Most rubber families are non-marking when specified as such. Gray TPR, supreme rubber on aluminum, and super cushion non-marking are explicitly non-marking. Mold-on rubber is "slight-mark" — visible under heavy load on light floors. Black hard rubber is marking — do not specify on finished flooring.
Mold-on rubber bonds rubber to a metal hub (cast iron, steel, aluminum) — high capacity, heavy. Rubber-on-plastic bonds rubber to a polymer hub — lighter, lower capacity, no rust, often flat-free. Choose mold-on for indoor industrial; rubber-on-plastic for outdoor or weight-sensitive carts.
Indoor industrial use: 5-10 years for mold-on rubber, 3-7 years for cushion families. Outdoor: 1-3 years (UV cracks rubber). Bearing life usually exceeds tread life. The tread degrades faster than the hub — the wheel itself is rarely the failure point.

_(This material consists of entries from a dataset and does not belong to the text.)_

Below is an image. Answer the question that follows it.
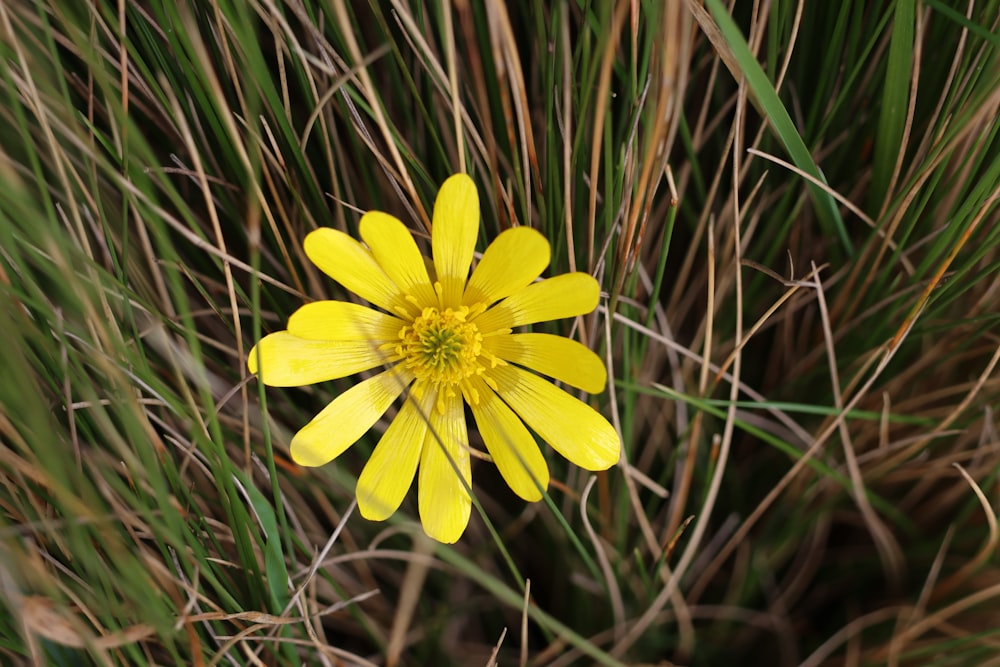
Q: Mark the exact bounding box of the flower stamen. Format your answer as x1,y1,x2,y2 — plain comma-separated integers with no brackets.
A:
397,307,485,397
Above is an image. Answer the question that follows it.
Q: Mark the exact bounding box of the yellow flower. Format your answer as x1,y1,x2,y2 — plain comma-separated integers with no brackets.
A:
249,174,620,543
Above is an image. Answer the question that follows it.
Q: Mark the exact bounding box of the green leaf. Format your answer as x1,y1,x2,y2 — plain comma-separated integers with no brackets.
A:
868,0,916,210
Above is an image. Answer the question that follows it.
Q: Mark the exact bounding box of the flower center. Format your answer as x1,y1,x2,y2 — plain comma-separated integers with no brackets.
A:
396,306,483,387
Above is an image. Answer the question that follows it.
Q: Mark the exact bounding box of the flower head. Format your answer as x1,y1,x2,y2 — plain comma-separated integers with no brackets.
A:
249,174,620,543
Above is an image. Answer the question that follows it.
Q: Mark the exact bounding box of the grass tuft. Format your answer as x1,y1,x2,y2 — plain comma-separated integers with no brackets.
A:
1,1,998,664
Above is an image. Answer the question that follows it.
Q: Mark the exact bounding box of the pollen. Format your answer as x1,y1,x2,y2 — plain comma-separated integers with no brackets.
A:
396,306,485,389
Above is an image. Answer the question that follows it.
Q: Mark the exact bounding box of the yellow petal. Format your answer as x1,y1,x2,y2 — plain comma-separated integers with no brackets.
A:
289,368,412,467
464,227,549,307
287,300,404,341
488,365,619,470
418,391,472,543
467,376,548,501
359,212,437,306
248,331,385,386
432,174,480,306
356,384,433,521
485,333,607,394
304,228,412,316
473,272,600,333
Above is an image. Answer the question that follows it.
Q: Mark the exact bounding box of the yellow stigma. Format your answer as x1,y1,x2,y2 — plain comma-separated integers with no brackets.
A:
397,306,484,388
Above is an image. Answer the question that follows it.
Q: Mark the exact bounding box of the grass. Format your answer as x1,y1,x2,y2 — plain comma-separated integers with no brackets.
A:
1,1,999,665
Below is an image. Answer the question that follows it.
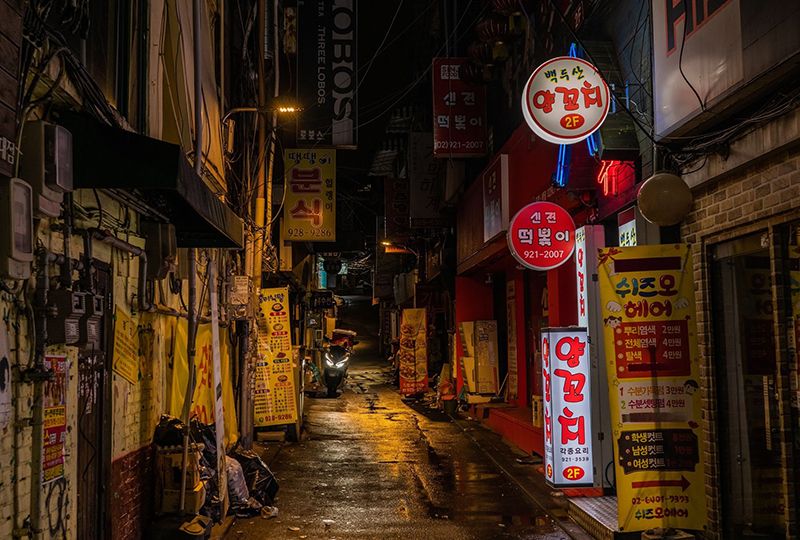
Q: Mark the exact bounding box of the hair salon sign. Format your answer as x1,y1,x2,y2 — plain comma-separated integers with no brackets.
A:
521,56,610,145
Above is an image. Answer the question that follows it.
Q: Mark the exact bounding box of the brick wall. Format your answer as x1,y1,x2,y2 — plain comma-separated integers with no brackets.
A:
110,445,154,540
681,146,800,538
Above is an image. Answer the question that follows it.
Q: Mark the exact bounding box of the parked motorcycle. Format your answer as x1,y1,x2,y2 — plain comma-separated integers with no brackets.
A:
323,344,351,397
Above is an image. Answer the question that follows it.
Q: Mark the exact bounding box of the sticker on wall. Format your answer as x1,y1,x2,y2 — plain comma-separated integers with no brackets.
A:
521,56,610,145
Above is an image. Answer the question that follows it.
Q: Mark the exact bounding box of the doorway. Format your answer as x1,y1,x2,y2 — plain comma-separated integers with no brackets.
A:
77,261,111,540
712,233,785,537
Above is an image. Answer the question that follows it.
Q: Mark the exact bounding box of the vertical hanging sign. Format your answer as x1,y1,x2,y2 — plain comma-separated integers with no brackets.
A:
505,280,518,401
283,149,336,242
432,58,487,158
542,328,593,487
296,0,357,147
598,244,706,531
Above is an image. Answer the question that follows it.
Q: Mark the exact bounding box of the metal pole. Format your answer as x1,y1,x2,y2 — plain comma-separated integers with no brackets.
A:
264,0,280,235
253,0,267,280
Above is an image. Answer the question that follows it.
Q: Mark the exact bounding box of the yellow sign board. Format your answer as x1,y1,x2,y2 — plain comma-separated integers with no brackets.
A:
598,244,706,531
112,307,139,384
254,287,298,426
282,148,336,242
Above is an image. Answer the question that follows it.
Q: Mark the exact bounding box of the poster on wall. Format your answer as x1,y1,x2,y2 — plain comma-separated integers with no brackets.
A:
42,354,67,484
254,288,298,427
282,149,336,242
296,0,357,147
112,307,139,384
0,326,11,427
399,308,428,395
432,57,487,158
541,328,593,488
598,244,707,531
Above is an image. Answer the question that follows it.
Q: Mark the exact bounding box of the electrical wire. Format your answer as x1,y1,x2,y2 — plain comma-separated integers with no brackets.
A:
354,0,405,95
678,0,705,112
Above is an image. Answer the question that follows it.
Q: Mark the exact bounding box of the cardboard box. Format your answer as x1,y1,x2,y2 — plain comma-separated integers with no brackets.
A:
458,321,475,357
156,446,202,491
158,481,206,514
532,395,543,428
460,356,476,393
473,321,499,394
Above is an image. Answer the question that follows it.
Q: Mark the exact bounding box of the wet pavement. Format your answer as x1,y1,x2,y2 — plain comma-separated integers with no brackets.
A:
232,297,591,540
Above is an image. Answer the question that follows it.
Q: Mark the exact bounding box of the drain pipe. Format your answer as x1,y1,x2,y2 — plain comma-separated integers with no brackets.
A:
181,0,204,513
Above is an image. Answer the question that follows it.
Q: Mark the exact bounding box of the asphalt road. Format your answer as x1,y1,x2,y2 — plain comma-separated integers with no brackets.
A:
232,297,589,540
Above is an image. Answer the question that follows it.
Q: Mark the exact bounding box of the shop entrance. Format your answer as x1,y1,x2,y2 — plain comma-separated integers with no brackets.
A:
712,232,787,537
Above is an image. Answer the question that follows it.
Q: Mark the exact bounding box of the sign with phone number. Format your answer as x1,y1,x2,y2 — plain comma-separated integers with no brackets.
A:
507,201,576,271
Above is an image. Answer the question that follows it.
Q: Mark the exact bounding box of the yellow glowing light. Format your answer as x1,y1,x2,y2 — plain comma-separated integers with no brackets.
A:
276,106,301,114
381,241,392,247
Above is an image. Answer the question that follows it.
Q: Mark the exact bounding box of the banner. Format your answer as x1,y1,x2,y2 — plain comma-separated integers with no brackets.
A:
169,318,239,446
598,244,706,531
542,328,593,488
296,0,357,147
432,58,487,157
283,148,336,242
112,307,139,384
399,308,428,395
254,287,299,427
42,354,67,484
505,280,518,401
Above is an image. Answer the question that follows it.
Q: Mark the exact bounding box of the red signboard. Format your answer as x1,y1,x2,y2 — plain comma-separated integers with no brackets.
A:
521,56,610,145
507,201,576,271
432,58,487,158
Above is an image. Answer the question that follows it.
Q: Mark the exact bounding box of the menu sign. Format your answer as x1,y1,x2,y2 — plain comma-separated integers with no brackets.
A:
254,287,298,426
432,58,487,158
42,355,67,484
598,244,706,531
542,328,593,487
399,308,428,395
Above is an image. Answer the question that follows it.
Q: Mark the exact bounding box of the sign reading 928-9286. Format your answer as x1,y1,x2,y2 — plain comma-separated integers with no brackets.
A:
282,149,336,242
521,57,610,145
507,201,576,271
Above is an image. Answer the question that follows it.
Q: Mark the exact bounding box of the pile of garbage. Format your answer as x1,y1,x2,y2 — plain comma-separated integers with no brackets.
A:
152,415,280,521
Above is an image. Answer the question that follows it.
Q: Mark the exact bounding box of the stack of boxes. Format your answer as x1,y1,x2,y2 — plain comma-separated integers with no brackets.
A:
458,320,500,400
155,444,207,514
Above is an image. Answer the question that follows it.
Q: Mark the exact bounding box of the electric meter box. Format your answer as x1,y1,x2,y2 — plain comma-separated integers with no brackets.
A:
20,121,73,218
0,177,34,279
47,290,87,345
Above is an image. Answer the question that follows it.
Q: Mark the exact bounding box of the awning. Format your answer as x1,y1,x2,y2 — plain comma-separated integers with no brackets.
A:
58,112,244,249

A non-marking wheel does not leave black, gray, or colored streaks on the floor. Achieved by using a light-colored rubber compound (gray TPR, white urethane) or a chemically inert compound (supreme rubber). The wheel does not stop wearing — it stops transferring color.

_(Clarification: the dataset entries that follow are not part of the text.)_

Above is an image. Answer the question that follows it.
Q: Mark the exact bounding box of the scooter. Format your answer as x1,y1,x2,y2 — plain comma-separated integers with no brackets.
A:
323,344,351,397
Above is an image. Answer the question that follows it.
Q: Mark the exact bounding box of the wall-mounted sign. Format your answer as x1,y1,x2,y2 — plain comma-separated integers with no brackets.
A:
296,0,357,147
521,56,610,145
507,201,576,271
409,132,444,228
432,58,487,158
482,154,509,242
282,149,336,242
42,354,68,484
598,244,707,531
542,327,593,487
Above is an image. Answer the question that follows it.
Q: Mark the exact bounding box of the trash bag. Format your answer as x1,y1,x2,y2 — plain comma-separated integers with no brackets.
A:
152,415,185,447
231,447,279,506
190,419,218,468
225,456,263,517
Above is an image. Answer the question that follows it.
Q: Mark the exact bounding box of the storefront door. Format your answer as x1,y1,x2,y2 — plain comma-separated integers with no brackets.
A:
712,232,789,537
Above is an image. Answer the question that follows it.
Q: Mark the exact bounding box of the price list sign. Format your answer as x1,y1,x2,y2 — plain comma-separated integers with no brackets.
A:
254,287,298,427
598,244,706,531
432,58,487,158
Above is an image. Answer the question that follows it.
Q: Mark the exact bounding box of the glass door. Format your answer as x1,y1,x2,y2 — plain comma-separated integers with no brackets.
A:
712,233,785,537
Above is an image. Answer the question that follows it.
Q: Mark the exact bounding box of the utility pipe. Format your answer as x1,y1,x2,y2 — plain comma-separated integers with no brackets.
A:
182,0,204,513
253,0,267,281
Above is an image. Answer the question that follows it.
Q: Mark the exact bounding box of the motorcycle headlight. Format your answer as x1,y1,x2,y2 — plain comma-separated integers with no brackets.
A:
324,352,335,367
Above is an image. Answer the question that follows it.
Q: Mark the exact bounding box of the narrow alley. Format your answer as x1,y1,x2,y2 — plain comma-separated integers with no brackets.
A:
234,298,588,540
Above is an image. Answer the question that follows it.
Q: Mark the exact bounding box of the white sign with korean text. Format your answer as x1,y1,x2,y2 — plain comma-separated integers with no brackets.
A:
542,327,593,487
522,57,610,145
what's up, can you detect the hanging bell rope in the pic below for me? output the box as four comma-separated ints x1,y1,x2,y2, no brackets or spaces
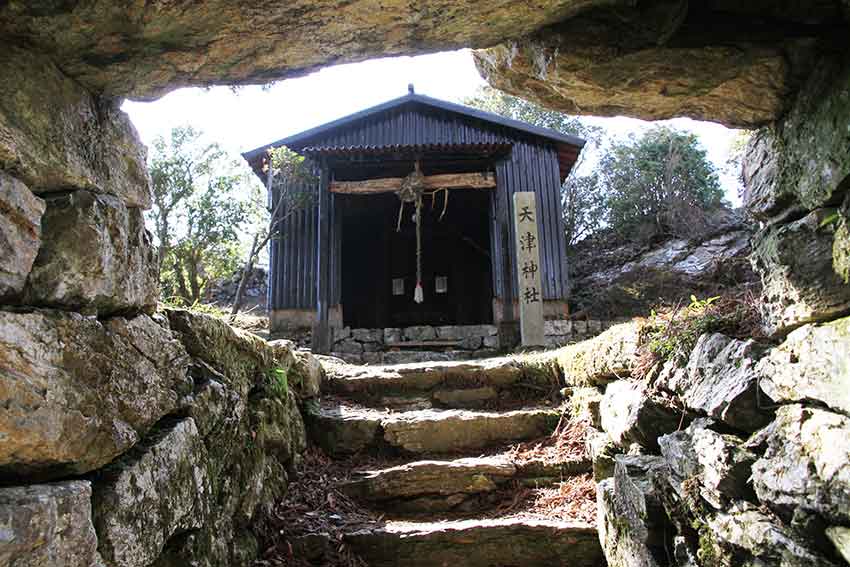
413,195,424,303
395,160,426,303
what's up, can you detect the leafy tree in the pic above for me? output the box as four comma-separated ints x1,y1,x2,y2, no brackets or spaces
599,126,724,240
147,126,254,304
230,146,316,316
463,86,604,245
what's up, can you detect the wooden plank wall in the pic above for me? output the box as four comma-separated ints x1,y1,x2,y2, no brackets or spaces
269,104,571,314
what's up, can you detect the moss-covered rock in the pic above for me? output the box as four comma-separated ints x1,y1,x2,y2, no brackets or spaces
752,405,850,525
165,308,277,396
552,321,643,386
0,481,102,567
23,190,158,315
0,46,149,206
0,172,44,300
751,209,850,336
758,316,850,415
0,310,191,481
92,418,211,567
473,3,831,128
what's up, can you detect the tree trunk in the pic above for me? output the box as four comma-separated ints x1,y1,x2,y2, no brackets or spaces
230,233,259,317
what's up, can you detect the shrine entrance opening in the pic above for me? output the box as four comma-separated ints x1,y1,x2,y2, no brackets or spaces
339,189,493,329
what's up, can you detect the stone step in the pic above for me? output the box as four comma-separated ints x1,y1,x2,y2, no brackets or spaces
322,356,557,408
305,402,562,456
343,518,603,567
340,454,591,516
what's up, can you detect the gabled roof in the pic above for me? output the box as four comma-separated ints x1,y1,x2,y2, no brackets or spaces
241,92,586,165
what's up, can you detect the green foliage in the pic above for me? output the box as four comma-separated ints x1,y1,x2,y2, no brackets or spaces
599,126,725,240
268,367,289,399
147,126,258,303
463,87,604,245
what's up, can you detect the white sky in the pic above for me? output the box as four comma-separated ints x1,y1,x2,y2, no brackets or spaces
123,49,744,206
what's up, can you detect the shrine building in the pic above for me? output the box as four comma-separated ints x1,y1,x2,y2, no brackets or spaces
243,86,585,352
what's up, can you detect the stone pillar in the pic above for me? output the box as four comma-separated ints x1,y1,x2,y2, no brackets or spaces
513,192,545,346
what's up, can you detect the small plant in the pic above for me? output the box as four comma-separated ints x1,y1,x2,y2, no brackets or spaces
635,290,765,379
268,367,289,399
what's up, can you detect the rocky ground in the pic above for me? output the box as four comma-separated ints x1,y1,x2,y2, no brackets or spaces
569,208,757,319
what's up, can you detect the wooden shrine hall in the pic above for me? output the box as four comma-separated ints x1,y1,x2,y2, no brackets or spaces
243,86,585,351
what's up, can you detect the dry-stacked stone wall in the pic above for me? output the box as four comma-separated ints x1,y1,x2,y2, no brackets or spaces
328,319,628,364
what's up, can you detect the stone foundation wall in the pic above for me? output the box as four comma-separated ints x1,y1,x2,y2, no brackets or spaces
328,319,627,364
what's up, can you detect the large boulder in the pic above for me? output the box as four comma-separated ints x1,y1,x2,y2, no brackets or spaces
0,481,102,567
554,321,642,386
92,418,211,567
706,502,840,567
751,209,850,336
0,172,44,299
658,419,756,509
23,191,158,315
659,333,771,432
751,405,850,524
600,380,683,450
742,57,850,221
165,308,278,396
473,2,831,128
0,0,619,100
0,310,191,480
0,47,150,206
597,455,670,567
758,317,850,415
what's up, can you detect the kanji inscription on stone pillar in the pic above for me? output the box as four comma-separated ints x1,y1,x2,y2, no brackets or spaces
513,192,545,346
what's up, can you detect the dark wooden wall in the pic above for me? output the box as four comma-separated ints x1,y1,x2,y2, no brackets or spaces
268,102,569,321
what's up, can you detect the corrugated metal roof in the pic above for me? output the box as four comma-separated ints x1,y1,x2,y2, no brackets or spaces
300,142,513,156
242,92,585,162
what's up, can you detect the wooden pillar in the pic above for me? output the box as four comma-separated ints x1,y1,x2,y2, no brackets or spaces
513,192,545,346
312,164,331,353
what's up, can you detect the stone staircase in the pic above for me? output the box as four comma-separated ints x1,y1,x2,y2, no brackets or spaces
297,355,605,566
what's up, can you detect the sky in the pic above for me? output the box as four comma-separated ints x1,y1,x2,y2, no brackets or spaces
123,49,744,205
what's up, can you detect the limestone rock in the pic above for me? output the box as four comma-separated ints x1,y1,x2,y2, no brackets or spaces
600,380,683,450
827,526,850,565
432,386,498,408
707,502,840,567
165,307,277,396
567,386,603,428
341,457,516,504
660,333,770,432
597,455,669,567
473,2,826,128
752,405,850,524
658,419,756,509
305,402,384,456
382,407,559,454
290,349,325,398
93,418,212,567
0,1,620,100
325,355,545,401
0,172,44,299
554,321,642,386
758,317,850,415
0,481,101,567
345,519,602,567
352,328,383,343
587,427,620,481
0,47,150,206
0,310,191,480
405,325,436,341
743,57,850,221
24,191,158,315
751,210,850,336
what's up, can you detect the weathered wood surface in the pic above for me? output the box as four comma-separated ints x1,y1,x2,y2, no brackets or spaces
330,172,495,194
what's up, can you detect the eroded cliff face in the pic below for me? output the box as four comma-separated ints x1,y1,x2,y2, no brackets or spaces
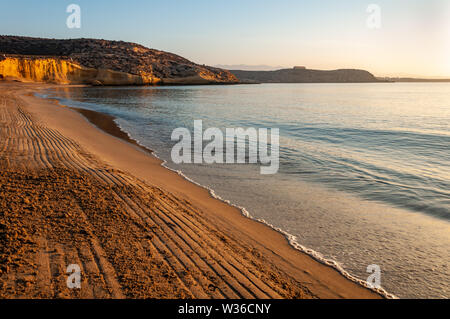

Most rubber families stiffen below 32°F and lose rolling efficiency. For cold storage: specify polyurethane or specialty cold-rated rubber. Thermo rubber and supreme rubber on aluminum are rated to roughly −20°F. Cast-iron mold-on stays flexible to freezing but is not optimal.
Gray TPR is the food-service standard — food-safe, non-marking, easy to sanitize. Supreme rubber on aluminum is also acceptable. Avoid black mold-on rubber and hard rubber in direct food contact areas — they shed black particles under wear.
Yes — the rubber tread bridges 1/8" to 1/4" floor seams and small debris better than rigid materials. For seriously uneven outdoor surfaces, step up to rubber-on-plastic flat-free or pneumatic. For factory floors with expansion joints, mold-on rubber is the standard.